Он говорит мне – пей.
Я склоняюсь над ледяной водой, быстрым потоком несущейся с гор. Зачерпываю двумя ладонями, сложенными лодочкой и пью мелкими рваными глотками. Зубы сводит от холода.
Он говорит – теперь ты знаешь.
Что знаю, недоумеваю я. В чем секрет?
В том, что никакого секрета нет, а ты – есть. Теперь ты все о себе знаешь. Кто ты, какая ты, ради чего ты пришла сюда, и куда тебе дальше идти.
Пиши, только-то и всего, и будет тебе спокойно, и люди прочтут твои книги.
Друг прижимает мою голову к своей груди и останавливает время.
Я люблю людей, которые умеют останавливать время и делиться своим телом так, что чувствуешь себя спасенным.
Мы ложимся на прохладную траву, над нами такое небо, что мне становится тяжело дышать, облака похожи на пончики, облака похожи на животных, облака похожи…
Я проваливаюсь в вязкий сон, вижу тебя в нем, и плачу – не то от радости, не то от грусти.
Мне давно не спалось так сладко. Мысленно благодарю друга за то, что он остановил время. Иногда нам всем это необходимо – чтобы кто-то отвел нас к прохладному ручью, прижал к себе и уложил на сырую траву.
Когда я просыпаюсь, к нам прибегает шоколадный в крапинку пес. Друг гладит его, а я пью сладкую газировку без пузырьков.
Нам больше нечего друг другу сказать, я вообще не знаю, о чем мне говорить с этим миром.
Я столько думаю о тебе, что мне уже чудится, что мне ничего не интересно, кроме тебя. О чем говорить? Я сама по себе не интересна.
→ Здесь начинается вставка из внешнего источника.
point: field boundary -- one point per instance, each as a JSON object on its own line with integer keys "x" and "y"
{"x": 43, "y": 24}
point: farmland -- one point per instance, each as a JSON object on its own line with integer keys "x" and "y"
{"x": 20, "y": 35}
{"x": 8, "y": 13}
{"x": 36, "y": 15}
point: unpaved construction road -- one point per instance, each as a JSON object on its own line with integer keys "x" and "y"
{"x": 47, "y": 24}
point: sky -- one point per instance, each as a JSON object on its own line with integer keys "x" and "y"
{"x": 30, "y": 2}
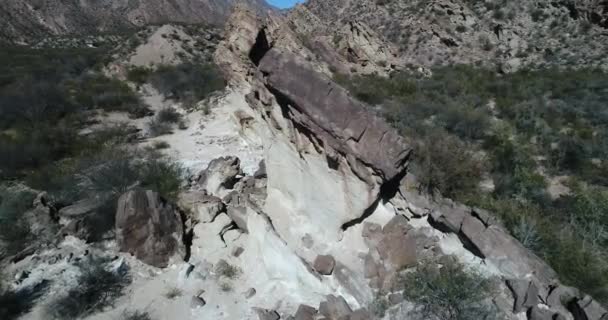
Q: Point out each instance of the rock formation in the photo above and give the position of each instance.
(31, 19)
(301, 203)
(149, 228)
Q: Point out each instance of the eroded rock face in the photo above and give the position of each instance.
(149, 228)
(221, 174)
(330, 113)
(490, 241)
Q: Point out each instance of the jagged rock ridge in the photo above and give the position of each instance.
(506, 34)
(25, 20)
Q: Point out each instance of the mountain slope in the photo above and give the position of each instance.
(509, 34)
(21, 21)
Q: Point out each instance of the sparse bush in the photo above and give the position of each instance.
(138, 75)
(443, 163)
(97, 288)
(157, 128)
(161, 145)
(173, 293)
(168, 115)
(14, 304)
(162, 176)
(188, 81)
(228, 271)
(226, 286)
(379, 306)
(15, 233)
(135, 315)
(449, 293)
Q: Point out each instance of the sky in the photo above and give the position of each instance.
(284, 3)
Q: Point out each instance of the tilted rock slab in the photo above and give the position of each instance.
(330, 113)
(149, 228)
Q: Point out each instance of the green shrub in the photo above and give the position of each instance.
(97, 288)
(14, 304)
(168, 115)
(449, 293)
(135, 315)
(15, 232)
(158, 128)
(188, 81)
(173, 293)
(444, 163)
(139, 75)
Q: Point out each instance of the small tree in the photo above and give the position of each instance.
(449, 293)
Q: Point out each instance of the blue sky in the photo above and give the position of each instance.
(284, 3)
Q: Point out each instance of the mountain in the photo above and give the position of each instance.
(325, 162)
(23, 20)
(504, 33)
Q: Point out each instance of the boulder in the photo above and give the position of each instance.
(490, 241)
(525, 293)
(149, 228)
(221, 174)
(537, 313)
(559, 296)
(238, 215)
(265, 314)
(360, 314)
(81, 208)
(587, 309)
(204, 208)
(398, 250)
(197, 302)
(305, 312)
(334, 307)
(398, 224)
(250, 293)
(395, 298)
(324, 264)
(237, 251)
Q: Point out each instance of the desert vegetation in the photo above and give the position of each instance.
(518, 131)
(449, 292)
(97, 288)
(186, 82)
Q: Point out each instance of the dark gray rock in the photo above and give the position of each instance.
(587, 309)
(328, 110)
(81, 208)
(265, 314)
(398, 224)
(560, 296)
(305, 312)
(536, 313)
(197, 302)
(490, 241)
(395, 298)
(525, 293)
(324, 264)
(237, 251)
(398, 250)
(360, 314)
(250, 293)
(149, 228)
(238, 214)
(334, 307)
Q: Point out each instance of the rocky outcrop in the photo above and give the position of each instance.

Друг смотрит мне в глаза, и я – маленькая. Такая маленькая, что могу поместиться в мыльницу, лечь, и никогда никому ничего не говорить. Никто уже не пользуется мылом.
Пес убегает, виляя хвостом, мы провожаем его взглядом, и бежим, крича во весь голос, с холма.
Сайонара, песик, говорю я, оборачиваясь назад, другие руки будут гладить твою шерстку, другие люди будут отдавать тебе команды и чесать тебе пузико.
10
Ты пахнешь супом, и мне кажется это непростительным нарушением субординации.
Зачем тебе взбрело в голову пахнуть супом? Это пошло и неправильно. Запах супа – это полная ерунда.
На улице настоящая весна, хотя настоящей зимы так и не было. Я прилетела из лета и застала весну.
Ты прилетел из зимы и тебе кажется, что здесь жарко.
А мне вовсе не жарко.
Я думаю о том, что прежде моя жизнь вертелась вокруг тебя, и голова моя была забита одним тобой, а теперь она закружилась вокруг таблеток.
Я не спрашиваю тебя, зачем ты пахнешь столовским супом, от которого всплывают омерзительные воспоминания.
Зато ты спрашиваешь – действительно ли мне необходимы таблетки.
У нас, отвечаю я, в детстве был дед по прозвищу Магарыч. Всегда детишек чем-нибудь угощал, то булочками с изюмом, то леденцами. А потом пропал Магарыч. Долго его не было. Следов никаких отыскать не удавалось. Точно сквозь землю дед провалился.
Ну и что, спрашиваешь ты.
Я замолкаю и вижу Магарыча, как живого, каким он был, когда я была маленькой. Вот он стоит в десяти шагах, и я почти могу до него дотронуться. Только страшно. Потому что Магарыч, перед тем, как пропал, перестал пить таблетки, которые ему назначили, и ушел дикарем в лес. И случайно (я не знаю, конечно, как такое может произойти случайно) съел двух детей. Его нашли спустя пару лет, окоченевшего возле трансформаторной будки.
Я вспоминаю, что я тоже была ребенком, и тоже бегала, глупая, в лес звать Магарыча. Не мысля даже, что он мог меня съесть. Такое у нас было дурное развлечение.